Watching the hours of testimony and seeing the newspaper pictures the next day told the rest of the story.  Bree Caitlin was in one of those pictures in which someone behind her appears to be staring at her, in her words, "with daggers."  Bree also mentioned that "The Benhams and their tribe sent in the kids with instructions to run out screaming about a man in the restroom.  They staged it so that a speaker could use in as anti trans stuff." 

The Benhams are a "Christian" activist family whose members were vocally protesting the ordinance that night.  Apparently when Janice Covington Allison was confronted in the bathroom it was because of a complaint by the Benhams.  Knowing who Janice was, when she entered the women's restroom they sent a lady in with two kids and a video camera while another alerted the police.  They were looking for a confrontation.  Luckily they didn't get one that night besides the organized speakers expressing their sentiments, and the vote itself.

While there were more people speaking out against the ordinance than for it, signs saying "Don't Discriminate Charlotte" seemed almost as prevalent as those that read "Don't Do It Charlotte."  Many spoke in favor of the ordinance, and non discrimination in general.  One of the speakers referred to Bree Caitlin as "Auntie Bree" and proclaimed that her family member was not a predator.  "She's a brave soul seeking justice in a world that tries to destroy her." 
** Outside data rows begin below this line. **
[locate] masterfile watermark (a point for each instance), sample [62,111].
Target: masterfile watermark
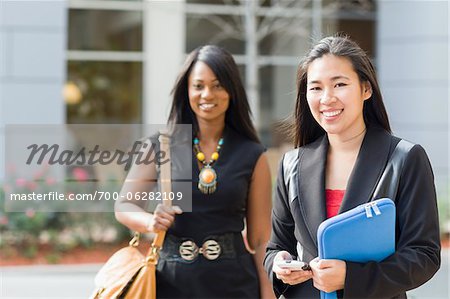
[89,168]
[52,155]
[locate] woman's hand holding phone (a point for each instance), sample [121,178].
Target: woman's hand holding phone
[289,271]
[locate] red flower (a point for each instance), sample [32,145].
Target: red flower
[80,174]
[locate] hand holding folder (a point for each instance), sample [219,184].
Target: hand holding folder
[362,234]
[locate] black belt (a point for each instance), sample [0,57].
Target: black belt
[213,247]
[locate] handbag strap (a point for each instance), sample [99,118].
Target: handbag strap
[166,188]
[387,185]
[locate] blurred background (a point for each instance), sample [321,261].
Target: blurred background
[115,62]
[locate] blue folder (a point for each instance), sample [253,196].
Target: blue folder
[362,234]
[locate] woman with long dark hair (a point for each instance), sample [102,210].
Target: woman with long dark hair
[204,254]
[343,143]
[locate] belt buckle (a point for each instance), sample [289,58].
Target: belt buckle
[210,249]
[188,250]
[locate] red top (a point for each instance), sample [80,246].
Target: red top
[333,201]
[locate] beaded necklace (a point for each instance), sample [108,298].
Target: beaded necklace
[207,179]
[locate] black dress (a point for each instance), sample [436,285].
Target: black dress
[233,274]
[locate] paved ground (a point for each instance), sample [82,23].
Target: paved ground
[76,282]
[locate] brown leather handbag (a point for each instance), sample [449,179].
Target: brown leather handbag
[128,274]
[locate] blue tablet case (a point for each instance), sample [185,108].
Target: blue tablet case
[362,234]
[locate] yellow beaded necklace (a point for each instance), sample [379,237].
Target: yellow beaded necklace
[207,179]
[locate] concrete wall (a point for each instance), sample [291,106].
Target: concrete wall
[32,64]
[412,62]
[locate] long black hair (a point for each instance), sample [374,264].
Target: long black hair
[224,67]
[305,129]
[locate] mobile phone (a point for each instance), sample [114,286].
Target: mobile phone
[293,265]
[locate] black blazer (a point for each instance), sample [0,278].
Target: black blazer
[299,208]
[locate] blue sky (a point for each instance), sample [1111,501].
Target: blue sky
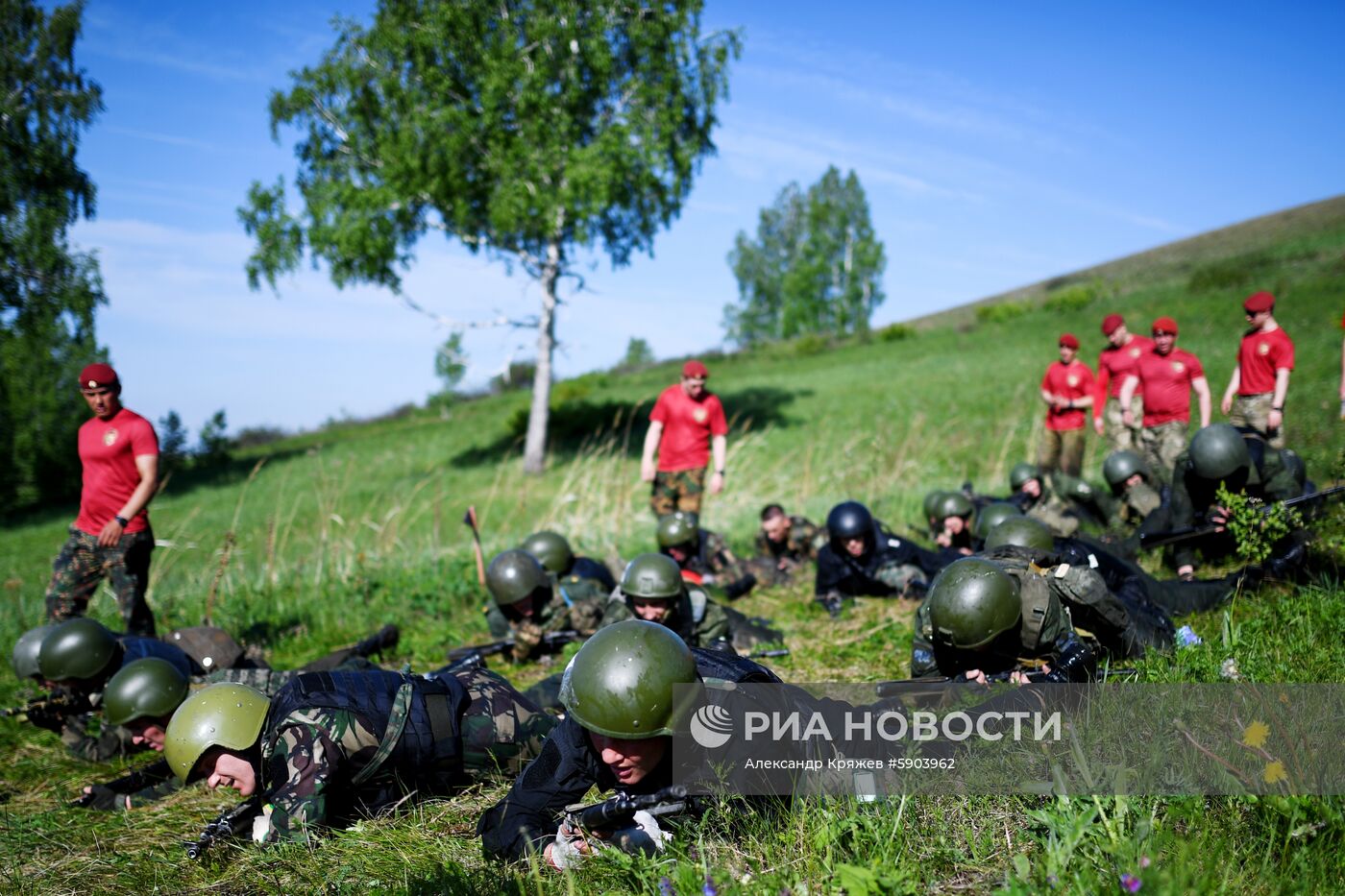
[998,143]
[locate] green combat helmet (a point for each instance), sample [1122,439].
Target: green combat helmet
[932,502]
[676,530]
[148,688]
[24,657]
[514,574]
[991,516]
[1072,487]
[1022,532]
[1021,473]
[224,714]
[849,520]
[952,503]
[651,576]
[621,682]
[1217,452]
[76,648]
[550,549]
[1120,466]
[972,601]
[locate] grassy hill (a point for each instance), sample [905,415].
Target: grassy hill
[336,532]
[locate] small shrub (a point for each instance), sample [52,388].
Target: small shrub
[1255,525]
[896,332]
[1073,298]
[810,345]
[1002,311]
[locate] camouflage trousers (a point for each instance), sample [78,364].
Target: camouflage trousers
[676,490]
[1253,412]
[501,729]
[1062,449]
[1161,446]
[83,564]
[1119,436]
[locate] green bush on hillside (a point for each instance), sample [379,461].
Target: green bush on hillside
[1002,311]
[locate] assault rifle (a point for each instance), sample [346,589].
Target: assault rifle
[54,705]
[911,685]
[232,822]
[550,642]
[1173,536]
[134,781]
[619,811]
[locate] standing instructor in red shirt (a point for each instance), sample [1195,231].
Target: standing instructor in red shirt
[1255,397]
[686,426]
[1068,390]
[110,537]
[1166,376]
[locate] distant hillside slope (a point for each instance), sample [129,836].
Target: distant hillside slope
[1173,260]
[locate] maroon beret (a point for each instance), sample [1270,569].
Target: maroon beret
[97,376]
[1259,302]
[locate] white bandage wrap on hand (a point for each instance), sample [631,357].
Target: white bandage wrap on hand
[643,835]
[564,851]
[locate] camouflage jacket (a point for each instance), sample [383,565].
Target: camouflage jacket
[800,545]
[1133,505]
[697,619]
[311,758]
[1044,627]
[712,557]
[581,615]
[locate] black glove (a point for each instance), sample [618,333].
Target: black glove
[47,717]
[103,798]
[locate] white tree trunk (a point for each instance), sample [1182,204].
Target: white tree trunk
[534,447]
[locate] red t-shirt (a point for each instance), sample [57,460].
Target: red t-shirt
[108,449]
[688,425]
[1066,381]
[1165,385]
[1115,363]
[1259,356]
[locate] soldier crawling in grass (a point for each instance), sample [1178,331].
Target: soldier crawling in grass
[577,579]
[330,747]
[784,544]
[702,556]
[526,607]
[864,559]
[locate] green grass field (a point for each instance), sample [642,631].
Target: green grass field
[338,532]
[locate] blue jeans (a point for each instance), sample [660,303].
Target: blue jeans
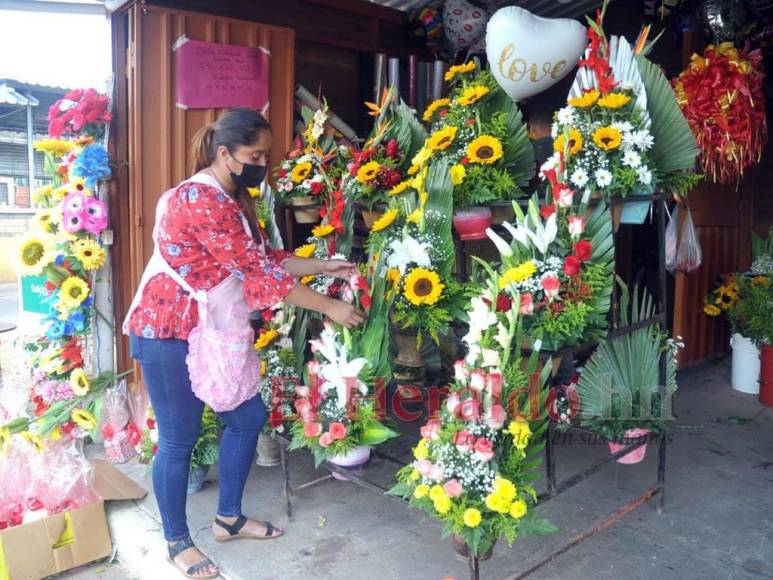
[178,417]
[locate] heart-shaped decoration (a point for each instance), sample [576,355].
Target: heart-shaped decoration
[528,53]
[463,23]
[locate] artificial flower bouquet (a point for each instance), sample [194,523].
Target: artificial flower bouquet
[477,460]
[480,132]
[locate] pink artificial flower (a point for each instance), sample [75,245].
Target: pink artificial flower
[484,449]
[337,431]
[453,488]
[431,431]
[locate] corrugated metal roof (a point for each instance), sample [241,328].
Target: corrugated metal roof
[547,8]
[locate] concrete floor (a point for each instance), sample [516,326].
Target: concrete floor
[718,521]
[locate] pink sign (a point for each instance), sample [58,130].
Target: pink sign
[211,75]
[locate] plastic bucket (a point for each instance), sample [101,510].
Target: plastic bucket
[745,365]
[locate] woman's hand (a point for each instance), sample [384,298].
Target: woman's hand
[344,313]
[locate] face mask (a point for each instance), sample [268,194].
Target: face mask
[252,175]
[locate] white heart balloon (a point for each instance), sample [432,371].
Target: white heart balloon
[528,54]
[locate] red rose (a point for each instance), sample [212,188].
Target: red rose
[572,266]
[583,250]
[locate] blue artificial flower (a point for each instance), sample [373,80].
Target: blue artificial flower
[92,165]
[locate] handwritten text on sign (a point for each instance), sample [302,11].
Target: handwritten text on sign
[213,75]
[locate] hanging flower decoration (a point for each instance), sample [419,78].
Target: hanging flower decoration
[721,95]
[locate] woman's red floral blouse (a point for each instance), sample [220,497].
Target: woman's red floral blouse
[205,241]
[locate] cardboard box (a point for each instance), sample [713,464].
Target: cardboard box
[67,540]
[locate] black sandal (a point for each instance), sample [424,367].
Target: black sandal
[234,531]
[178,548]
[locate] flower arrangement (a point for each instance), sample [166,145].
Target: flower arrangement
[721,94]
[475,462]
[480,133]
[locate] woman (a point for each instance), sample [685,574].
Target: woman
[205,240]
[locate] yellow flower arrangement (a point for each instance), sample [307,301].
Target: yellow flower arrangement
[433,108]
[607,138]
[458,69]
[79,382]
[614,101]
[305,251]
[368,172]
[588,99]
[485,149]
[300,172]
[472,95]
[441,139]
[423,286]
[385,220]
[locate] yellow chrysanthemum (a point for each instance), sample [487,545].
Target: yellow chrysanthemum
[521,433]
[607,138]
[518,509]
[385,220]
[83,419]
[458,69]
[472,95]
[401,187]
[433,108]
[458,173]
[322,230]
[485,149]
[442,138]
[614,101]
[518,274]
[306,251]
[368,172]
[421,491]
[300,172]
[472,517]
[56,147]
[33,255]
[73,292]
[79,383]
[423,286]
[90,254]
[588,99]
[575,142]
[265,339]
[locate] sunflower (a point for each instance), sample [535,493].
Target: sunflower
[442,138]
[423,286]
[33,255]
[79,383]
[385,220]
[306,251]
[433,107]
[90,254]
[588,99]
[300,172]
[83,419]
[472,94]
[614,101]
[575,142]
[607,138]
[368,172]
[322,230]
[73,292]
[485,149]
[458,69]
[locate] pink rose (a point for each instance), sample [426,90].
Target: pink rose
[325,440]
[484,449]
[464,441]
[337,431]
[311,429]
[431,431]
[527,304]
[453,488]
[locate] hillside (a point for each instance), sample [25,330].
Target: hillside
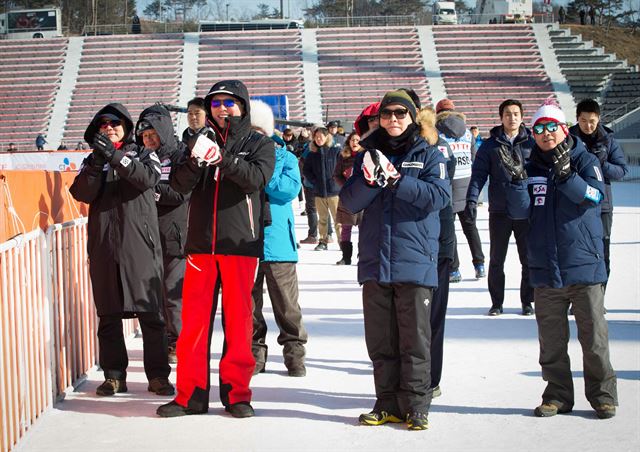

Bree herself stated after the vote that she had been backing off her role in activism but now she is standing up and speaking up.  Janice has
since been elected Chair of Precinct #29 of the North Carolina Democratic Party and promises to continue the fight in the political arena for LGBT (which includes Transgender) rights.


So, that's what's going on in Charlotte.  What's going on in the rest of the country?  In many places it's even worse.  States including Texas and Florida are proposing ordinances specifically targeting transgender bathroom rights.  They aren't just voting against expanding stated rights but actively seeking to take these rights away.

Some people may ask why all this matters.  Well, it matters because in order to function normally in society All people need access to public restrooms. 

Some trans people ask how this applies to them, if they have "their papers" or are among the fortunate of us who can "pass" as their true gender.  Well, that matters because some of these proposed laws, including the one in Texas which states that "people should use the restrooms matching their gender assigned at birth."  I suppose if you are lucky enough to have your birth certificate changed you would probably be ok, but technically not ok according to how some of the laws are being written.

We should also stand up for the rights of everyone.  One thing that is not often stated is that there are existing laws, strong laws, against people using Any restroom for the purpose of attack or sexual predation.  This is simply not the case when it comes to transgender people using the restroom they identify with. 

As some have stated, "Let them pee!!"